Steller's Jays form monogamous, long-term pair bonds. They remain together year round. They typically nest in a conifer, and both members of the pair help build the nest. The nest is a bulky cup made of twigs, weeds, moss, and leaves, held together with mud. The nest is usually lined with rootlets, pine needles, and other fine material, often with bits of paper adorning the outside.

The Steller’s Jay has learned to imitate the call of a Red-tailed Hawk as it approaches a feeding area, which causes other birds and prey creatures to vacate post haste. Clever bird! Generally its calls are varied and include rattling and guttural sounds too numerous to list.

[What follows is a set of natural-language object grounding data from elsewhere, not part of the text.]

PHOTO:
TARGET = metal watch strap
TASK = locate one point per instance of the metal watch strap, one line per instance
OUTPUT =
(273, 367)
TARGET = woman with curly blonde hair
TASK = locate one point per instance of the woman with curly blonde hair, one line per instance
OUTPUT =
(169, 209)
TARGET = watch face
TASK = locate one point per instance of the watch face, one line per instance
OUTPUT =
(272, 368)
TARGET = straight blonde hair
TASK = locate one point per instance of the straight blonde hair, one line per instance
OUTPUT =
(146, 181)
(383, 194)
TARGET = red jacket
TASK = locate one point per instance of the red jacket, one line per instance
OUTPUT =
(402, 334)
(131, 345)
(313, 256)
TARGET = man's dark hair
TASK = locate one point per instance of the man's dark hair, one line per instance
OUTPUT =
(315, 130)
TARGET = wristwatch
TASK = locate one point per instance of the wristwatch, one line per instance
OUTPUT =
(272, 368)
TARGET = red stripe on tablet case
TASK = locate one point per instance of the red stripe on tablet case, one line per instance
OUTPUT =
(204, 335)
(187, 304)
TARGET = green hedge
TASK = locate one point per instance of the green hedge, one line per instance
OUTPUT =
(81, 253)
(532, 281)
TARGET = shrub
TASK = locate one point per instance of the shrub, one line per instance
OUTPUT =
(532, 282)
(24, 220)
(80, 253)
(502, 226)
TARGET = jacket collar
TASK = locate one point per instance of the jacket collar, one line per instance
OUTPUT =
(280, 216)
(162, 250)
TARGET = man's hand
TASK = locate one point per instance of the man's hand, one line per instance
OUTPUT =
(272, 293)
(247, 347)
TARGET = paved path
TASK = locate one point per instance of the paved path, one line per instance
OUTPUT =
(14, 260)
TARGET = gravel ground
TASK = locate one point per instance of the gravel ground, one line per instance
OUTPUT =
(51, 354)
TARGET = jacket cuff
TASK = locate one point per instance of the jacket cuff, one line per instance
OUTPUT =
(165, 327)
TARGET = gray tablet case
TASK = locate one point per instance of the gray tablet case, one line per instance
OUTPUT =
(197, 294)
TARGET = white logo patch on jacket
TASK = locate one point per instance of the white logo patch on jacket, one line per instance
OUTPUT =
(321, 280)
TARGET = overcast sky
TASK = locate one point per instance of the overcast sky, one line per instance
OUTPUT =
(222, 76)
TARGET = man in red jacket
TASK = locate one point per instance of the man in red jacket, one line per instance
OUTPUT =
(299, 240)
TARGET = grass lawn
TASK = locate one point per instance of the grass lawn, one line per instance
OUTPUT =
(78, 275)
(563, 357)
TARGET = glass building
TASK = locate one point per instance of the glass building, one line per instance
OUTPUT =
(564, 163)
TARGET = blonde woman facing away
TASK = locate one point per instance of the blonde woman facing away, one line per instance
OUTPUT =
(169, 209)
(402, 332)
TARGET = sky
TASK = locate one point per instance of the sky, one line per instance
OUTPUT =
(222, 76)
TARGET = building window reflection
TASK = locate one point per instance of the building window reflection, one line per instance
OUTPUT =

Notably, its alarm call is a harsh nasal ‘wah’, a rapid ‘shek shek shek shek’ or the most common very harsh, unmusical, decending ‘shaaaar’. Listen here.

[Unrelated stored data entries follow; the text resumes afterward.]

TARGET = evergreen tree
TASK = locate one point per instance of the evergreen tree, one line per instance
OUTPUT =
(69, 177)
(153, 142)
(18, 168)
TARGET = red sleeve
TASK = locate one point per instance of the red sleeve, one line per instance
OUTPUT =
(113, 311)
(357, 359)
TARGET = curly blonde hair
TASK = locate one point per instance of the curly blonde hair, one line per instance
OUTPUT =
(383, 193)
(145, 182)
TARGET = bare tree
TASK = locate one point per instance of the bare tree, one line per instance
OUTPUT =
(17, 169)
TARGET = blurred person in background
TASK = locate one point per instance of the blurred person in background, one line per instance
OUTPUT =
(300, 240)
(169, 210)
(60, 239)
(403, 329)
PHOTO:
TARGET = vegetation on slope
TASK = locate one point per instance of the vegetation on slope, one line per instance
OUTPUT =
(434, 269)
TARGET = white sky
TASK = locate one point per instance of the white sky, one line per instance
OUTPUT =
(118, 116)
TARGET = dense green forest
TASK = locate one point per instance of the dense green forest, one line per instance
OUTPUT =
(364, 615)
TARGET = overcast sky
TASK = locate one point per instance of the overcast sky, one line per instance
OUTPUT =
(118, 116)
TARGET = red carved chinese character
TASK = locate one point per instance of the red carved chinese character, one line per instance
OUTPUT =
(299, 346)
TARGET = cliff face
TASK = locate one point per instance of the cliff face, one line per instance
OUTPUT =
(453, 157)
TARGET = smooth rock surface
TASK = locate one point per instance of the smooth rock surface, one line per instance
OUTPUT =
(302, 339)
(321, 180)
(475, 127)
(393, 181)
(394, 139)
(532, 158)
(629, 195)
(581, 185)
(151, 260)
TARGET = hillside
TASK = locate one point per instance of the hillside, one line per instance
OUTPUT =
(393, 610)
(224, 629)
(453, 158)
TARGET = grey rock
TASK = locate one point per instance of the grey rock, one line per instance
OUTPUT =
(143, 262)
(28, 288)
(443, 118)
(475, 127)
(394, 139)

Tell me this sweet little fat (indoor) cat doesn’t know exactly what it would like to do with this bird…hungery or not:

This is a better shot of just the jay…filling it’s craw for the trip home:
Photos from Wikipedia


Anonymous said...

We have MANY Jay Birds on our 5 acre property. We have lately heard a clicking sound coming from them. I have seen them do this myself. It almost sounds like an empty spray can w/the lead ball inside being shaken, then they kind of pop up and own. Has anyone else heard this?

Beverly said...

Jays are able to produce an extensive gradation of sounds, as well as mimic other environmental sounds…and they are quite vocal. Their ‘vocubulary’ is huge and defies categorization.

One call, described in an article on The Birds of North America – Online , is the ‘rattle call’; a series of rapid, dry, raspy clicks, often with a charp, crisp click and the beginning and end. It may be given as a long rattle of two to three seconds, or a succession of shorter rattles …usually accompanied by bobbing.